To help ease labour shortages caused by the rapid escalation in isolation instructions, the government has created exemptions for fully vaccinated workers in 24 sectors, including digital infrastructure, food supply, and HMRC. Employees in these areas that come into contact with a positive coronavirus case can take daily tests, rather than self-isolate.

From 16 August, all citizens who received their second vaccination at least 10 days ago will not be required to self-isolate if they have been potentially exposed to coronavirus, but instead will encouraged to take a test. At this point, contact alerts issued via the Covid-19 app will initially ask users if they have been fully vaccinated.

Answering in the affirmative will turn off the isolation countdown timer that has become familiar to many in recent weeks.

For all the focus on deletions and disruption, the government today pointed to research that found that – if 60% of users complied with the instruction to self-isolate – the app prevented about 50,000 additional coronavirus cases during the first three weeks of July. This will, in turn, have prevented an estimated 1,600 hospitalisations.
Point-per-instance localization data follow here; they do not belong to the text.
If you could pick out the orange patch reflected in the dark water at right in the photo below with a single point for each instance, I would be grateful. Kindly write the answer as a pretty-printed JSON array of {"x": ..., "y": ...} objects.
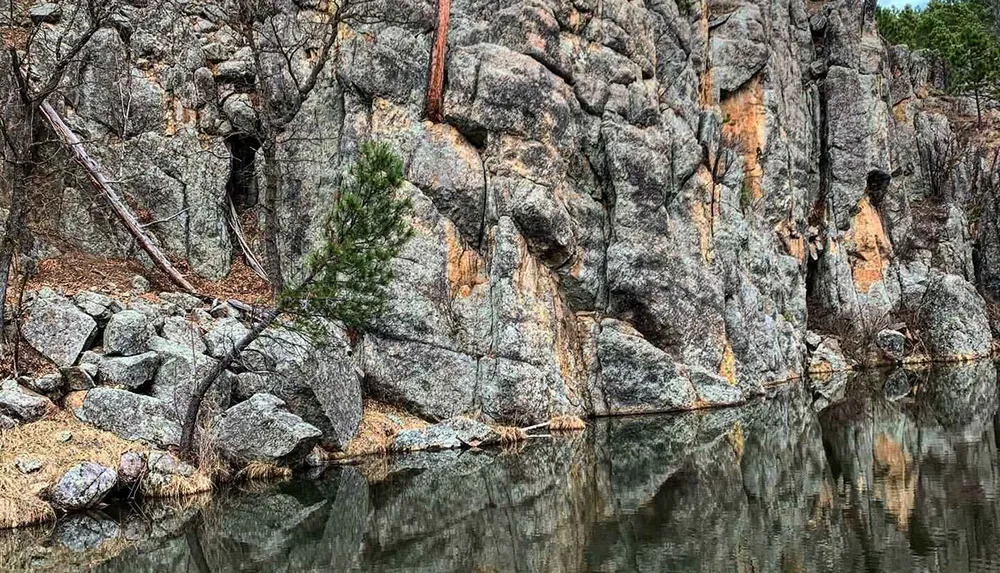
[{"x": 895, "y": 479}]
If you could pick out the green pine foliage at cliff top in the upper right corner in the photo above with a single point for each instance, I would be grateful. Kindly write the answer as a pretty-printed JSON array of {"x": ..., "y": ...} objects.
[{"x": 965, "y": 33}]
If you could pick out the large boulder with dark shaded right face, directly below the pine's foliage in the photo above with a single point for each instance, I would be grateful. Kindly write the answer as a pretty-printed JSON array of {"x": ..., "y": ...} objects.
[{"x": 318, "y": 381}]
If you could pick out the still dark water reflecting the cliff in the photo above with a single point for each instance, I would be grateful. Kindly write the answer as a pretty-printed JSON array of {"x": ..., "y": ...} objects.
[{"x": 883, "y": 475}]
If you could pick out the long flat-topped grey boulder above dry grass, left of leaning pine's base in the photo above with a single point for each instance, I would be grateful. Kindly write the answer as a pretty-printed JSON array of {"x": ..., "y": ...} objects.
[{"x": 130, "y": 416}]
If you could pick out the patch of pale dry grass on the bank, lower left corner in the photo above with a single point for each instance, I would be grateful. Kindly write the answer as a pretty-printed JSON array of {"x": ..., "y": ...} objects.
[{"x": 19, "y": 501}]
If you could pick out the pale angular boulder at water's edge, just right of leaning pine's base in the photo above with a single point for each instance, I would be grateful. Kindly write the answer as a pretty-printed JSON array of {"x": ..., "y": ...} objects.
[{"x": 260, "y": 429}]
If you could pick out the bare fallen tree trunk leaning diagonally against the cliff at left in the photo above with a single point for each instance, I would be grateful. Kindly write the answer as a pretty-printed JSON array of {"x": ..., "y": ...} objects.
[{"x": 121, "y": 210}]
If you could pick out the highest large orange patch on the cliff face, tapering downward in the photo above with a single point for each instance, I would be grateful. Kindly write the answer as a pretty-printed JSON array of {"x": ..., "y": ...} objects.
[{"x": 744, "y": 127}]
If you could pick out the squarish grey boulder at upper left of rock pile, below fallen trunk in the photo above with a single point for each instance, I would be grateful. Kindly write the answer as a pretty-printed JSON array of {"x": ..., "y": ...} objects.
[{"x": 58, "y": 329}]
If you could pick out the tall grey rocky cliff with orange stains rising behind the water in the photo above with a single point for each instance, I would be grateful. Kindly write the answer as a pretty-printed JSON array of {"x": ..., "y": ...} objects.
[{"x": 630, "y": 205}]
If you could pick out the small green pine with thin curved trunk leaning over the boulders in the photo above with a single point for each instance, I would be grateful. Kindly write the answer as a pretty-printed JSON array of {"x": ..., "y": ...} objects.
[{"x": 347, "y": 274}]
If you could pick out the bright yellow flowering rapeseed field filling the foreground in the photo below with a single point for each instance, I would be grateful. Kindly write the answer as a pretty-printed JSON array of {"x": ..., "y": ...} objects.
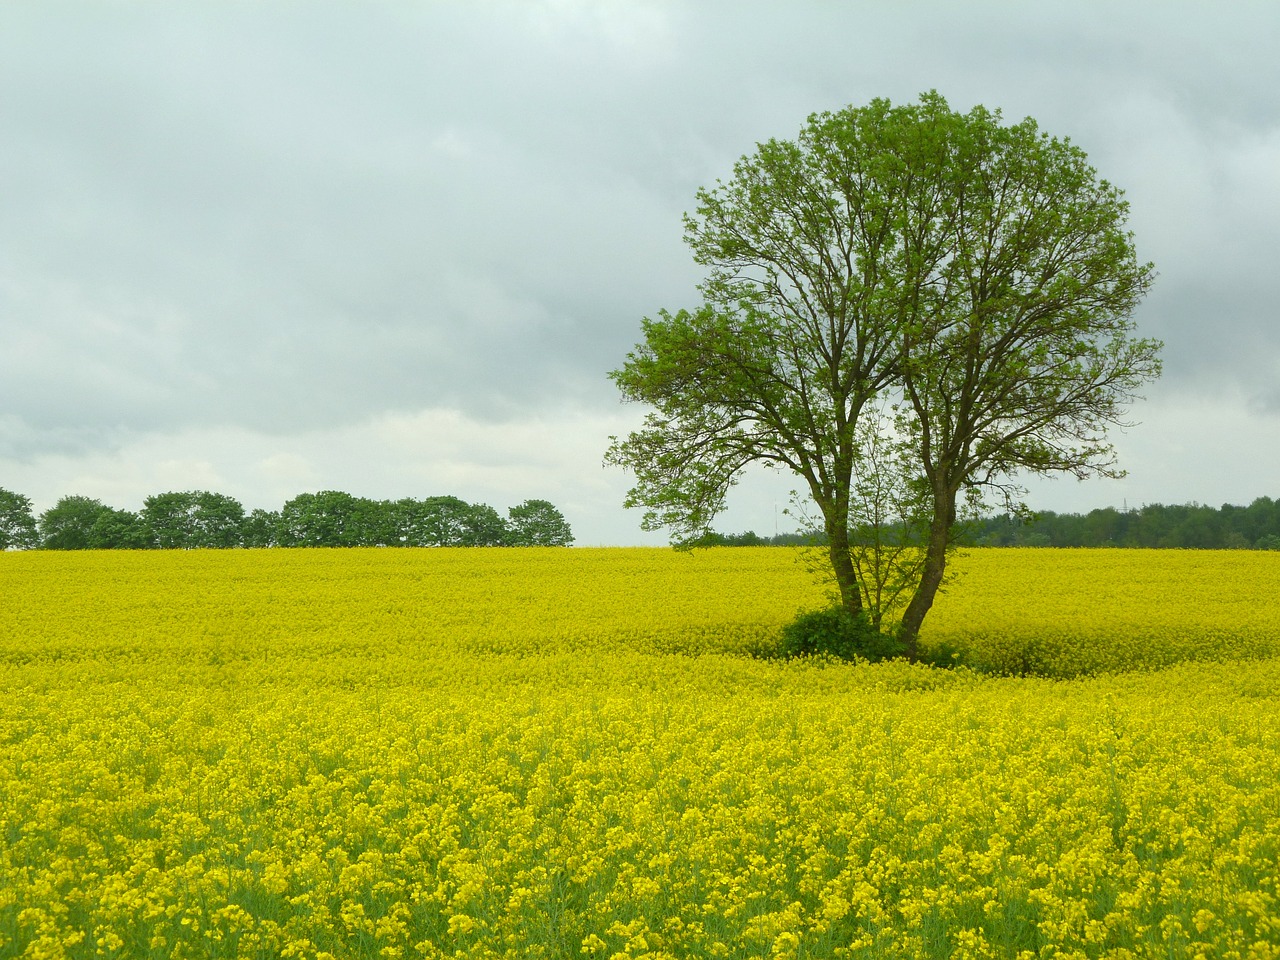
[{"x": 575, "y": 755}]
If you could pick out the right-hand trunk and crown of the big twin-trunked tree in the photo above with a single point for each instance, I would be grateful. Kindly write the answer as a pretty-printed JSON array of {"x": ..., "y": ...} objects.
[{"x": 1022, "y": 354}]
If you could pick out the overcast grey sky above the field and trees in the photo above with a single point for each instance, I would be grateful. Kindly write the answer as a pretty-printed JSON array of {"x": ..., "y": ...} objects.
[{"x": 394, "y": 249}]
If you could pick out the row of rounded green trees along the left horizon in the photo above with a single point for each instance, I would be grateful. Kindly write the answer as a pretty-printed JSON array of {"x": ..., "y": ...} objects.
[{"x": 204, "y": 520}]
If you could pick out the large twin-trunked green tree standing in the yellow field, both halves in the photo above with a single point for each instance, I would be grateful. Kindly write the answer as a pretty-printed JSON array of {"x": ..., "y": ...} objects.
[{"x": 979, "y": 276}]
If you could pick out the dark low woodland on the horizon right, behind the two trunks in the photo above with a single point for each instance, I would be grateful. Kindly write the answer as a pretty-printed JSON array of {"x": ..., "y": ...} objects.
[{"x": 1182, "y": 527}]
The study, from scientists at Oxford University, found that the contact-tracing app reduces the spread of coronavirus by a rate of 4.3% each week, the government said.

It added that two fifths of the eligible population – which is everyone aged over 16 who owns a smartphone – is still “regularly using the app”.

Dr Jenny Harries, chief executive of UK Health Security Agency, said: “I strongly encourage everyone, even those fully vaccinated, to continue using the app. It is a lifesaving tool that helps us to stay safe and to protect those closest to us as we return to a more familiar way of life.”